Los casos se concentran en el municipio de Boca de Huérgano, donde el primer brote fue identificado en una explotación de Barniedo tras el positivo de una res en matadero. Como medida, se ejecutó el vaciado sanitario total, con el sacrificio de 175 animales. Posteriormente, se detectaron otros dos focos en Espejos de la Reina y Villafrea de la Reina, este último aún bajo investigación epidemiológica.
Aunque la provincia mantiene su estatus de territorio libre de la enfermedad desde 2023, la aparición de varios casos en un corto periodo ha generado preocupación entre productores y autoridades.
La tuberculosis bovina es una enfermedad de alto impacto que no solo afecta la salud animal, sino que obliga a medidas drásticas como el sacrificio del ganado, generando pérdidas económicas y afectando la continuidad de las explotaciones.

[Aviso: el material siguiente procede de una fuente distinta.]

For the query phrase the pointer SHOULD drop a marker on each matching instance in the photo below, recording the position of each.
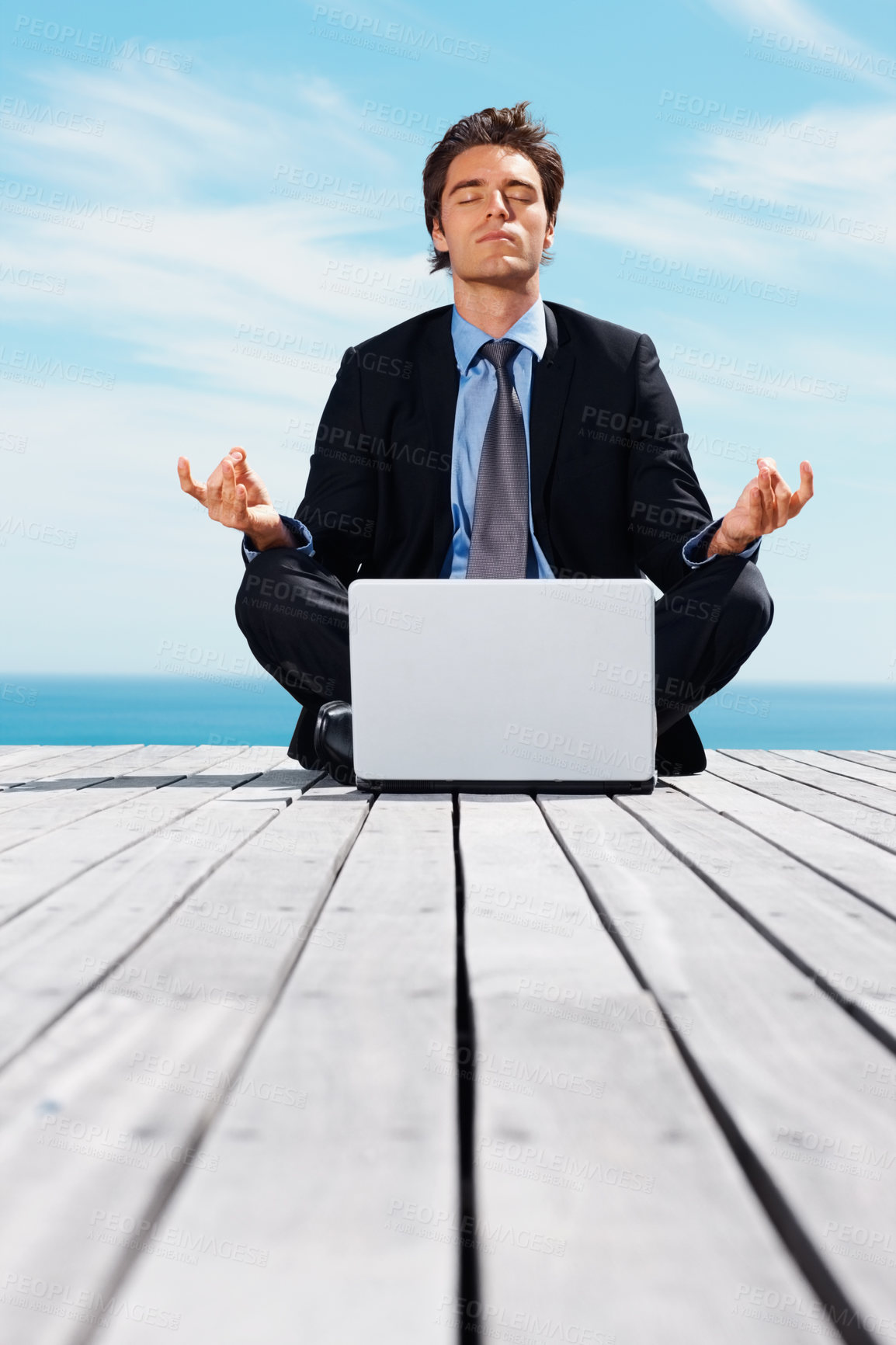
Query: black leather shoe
(332, 740)
(679, 749)
(321, 740)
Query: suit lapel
(440, 384)
(550, 378)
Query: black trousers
(295, 617)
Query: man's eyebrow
(481, 182)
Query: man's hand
(766, 503)
(237, 498)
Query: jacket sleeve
(666, 505)
(339, 505)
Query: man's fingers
(806, 490)
(196, 488)
(767, 494)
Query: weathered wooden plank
(868, 822)
(332, 1192)
(825, 763)
(846, 944)
(54, 953)
(873, 760)
(790, 1071)
(141, 760)
(332, 1118)
(58, 760)
(90, 1118)
(54, 803)
(606, 1197)
(861, 868)
(35, 869)
(20, 755)
(806, 770)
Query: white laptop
(503, 685)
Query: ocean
(86, 709)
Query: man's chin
(498, 270)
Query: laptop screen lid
(502, 682)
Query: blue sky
(202, 209)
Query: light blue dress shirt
(475, 400)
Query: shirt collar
(528, 331)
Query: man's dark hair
(510, 127)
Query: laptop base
(508, 786)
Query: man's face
(494, 221)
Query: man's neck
(493, 308)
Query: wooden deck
(283, 1064)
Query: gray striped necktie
(499, 540)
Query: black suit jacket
(613, 492)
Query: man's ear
(438, 237)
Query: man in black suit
(431, 451)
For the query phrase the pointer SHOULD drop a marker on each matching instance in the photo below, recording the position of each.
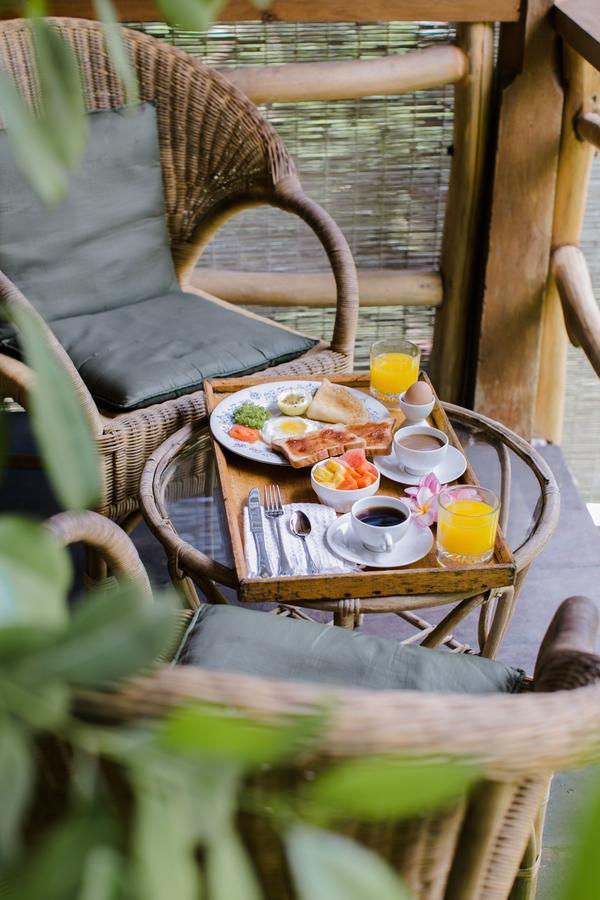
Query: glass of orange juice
(394, 367)
(467, 525)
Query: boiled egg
(418, 394)
(286, 427)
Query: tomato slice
(243, 433)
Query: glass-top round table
(182, 503)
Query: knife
(256, 527)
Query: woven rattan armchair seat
(218, 156)
(481, 849)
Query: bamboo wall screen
(379, 165)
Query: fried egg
(285, 427)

Las primeras investigaciones apuntan a la fauna silvestre, especialmente el jabalí, como posible reservorio del patógeno. El aumento del contacto entre animales domésticos y silvestres, favorecido por cambios en el uso del suelo tras incendios forestales, podría estar detrás de la propagación.
Ante esta situación, los servicios sanitarios han intensificado la vigilancia para evitar nuevos contagios. El reto inmediato es contener el brote y proteger a las explotaciones cercanas, en una zona donde la actividad ganadera es clave para la economía local.
Pese a los casos detectados, las autoridades insisten en que se trata de episodios puntuales. Sin embargo, el sector reconoce que este tipo de enfermedades requiere monitoreo constante, ya que incluso en territorios con buenos indicadores sanitarios el riesgo nunca desaparece por completo.